The contents of the file will be `"foobar"`.
This may strike you as odd, as the behavior is inconsistent with `print`.
That is, `print` will put a newline at the end of whatever you print, whereas `write` will not.
The end result is that even though we made two separate calls to `write` here, there is no gap between them.

Fixing this is an easy solution: write out this newline yourself.
It's common for people to do this for each call to `write`, as with:

In [16]:
with open("example_file.txt", "w") as file_handle:
    file_handle.write("foo\n")
    file_handle.write("bar\n")

F-strings work well here too, especially if you have data that isn't originally a string.
For example:

In [17]:
some_integer = 17
some_float = 3.14
some_boolean = False

with open("other_example_file.txt", "w") as file_handle:
    file_handle.write(f"{some_integer}\n")
    file_handle.write(f"{some_float}\n")
    file_handle.write(f"{some_boolean}\n")

One thing to note about opening a file for writing: if a file with the same name already exists, then the original file will be deleted just before the new one is opened.
The technical term for this is that the file will be _clobbered_ (no, I'm not kidding).
With this in mind, if you are writing to a file, it can be good practice to ensure that you're writing to the right place beforehand.

### Try this Yourself ###

For this step, you need to define a function named `write_factorial`, which will take:

- The name of a file to write to
- A non-negative integer `n`

Given these parameters, `write_factorial` will write the first `n` factorial values to a new file with the given name.
For example, if we were to call:

```python
write_factorial("f1.txt", 4)
```

...this would create a file named `"f1.txt"`.
The contents of the file would be the following integers, one per line:

```
1
1
2
6
24
```

These values follow from the fact that:

```
0! = 1
1! = 1
2! = 2 * 1 = 2
3! = 3 * 2 * 1 = 6
4! = 4 * 3 * 2 * 1 = 24
```

Define your `write_factorial` function in the next cell.
Leave the example calls in place (with corresponding expected output in the respective files) in order to test your code.
As a hint, you likely will want to use `range` and `for...in` to iterate through all the positive integers up to (and including) `n`, and you can incrementally compute larger and larger factorial values.

In [19]:
# Define your write_factorial function here.  Leave the calls in place below for testing.
def write_factorial(file_name,n):
    with open(file_name, "w") as file_handle:
        factorial = 1
        for i in range(n + 1):
            if i == 0:
                factorial = 1
            else:
                factorial *= i
            file_handle.write(str(factorial) + "\n")
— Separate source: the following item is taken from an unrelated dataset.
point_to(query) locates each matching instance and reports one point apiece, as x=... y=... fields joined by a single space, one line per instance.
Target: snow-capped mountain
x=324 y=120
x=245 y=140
write_factorial("f1.txt", 4)
# expected contents of f1.txt after the above line is executed:
# 1
# 1
# 2
# 6
# 24

write_factorial("f2.txt", 0)
# expected contents of f2.txt after the above line is executed:
# 1

write_factorial("f3.txt", 10)
# expected contents of f3.txt after the above line is executed:
# 1
# 1
# 2
# 6
# 24
# 120
# 720
# 5040
# 40320
# 362880
# 3628800

## Step 3: Submit via Canvas ##

Be sure to **save your work**, then log into [Canvas](https://canvas.csun.edu/).  Go to the COMP 502 course, and click "Assignments" on the left pane.  From there, click "Assignment 17".  From there, you can upload the `17_file_io.ipynb` file.

You can turn in the assignment multiple times, but only the last version you submitted will be graded.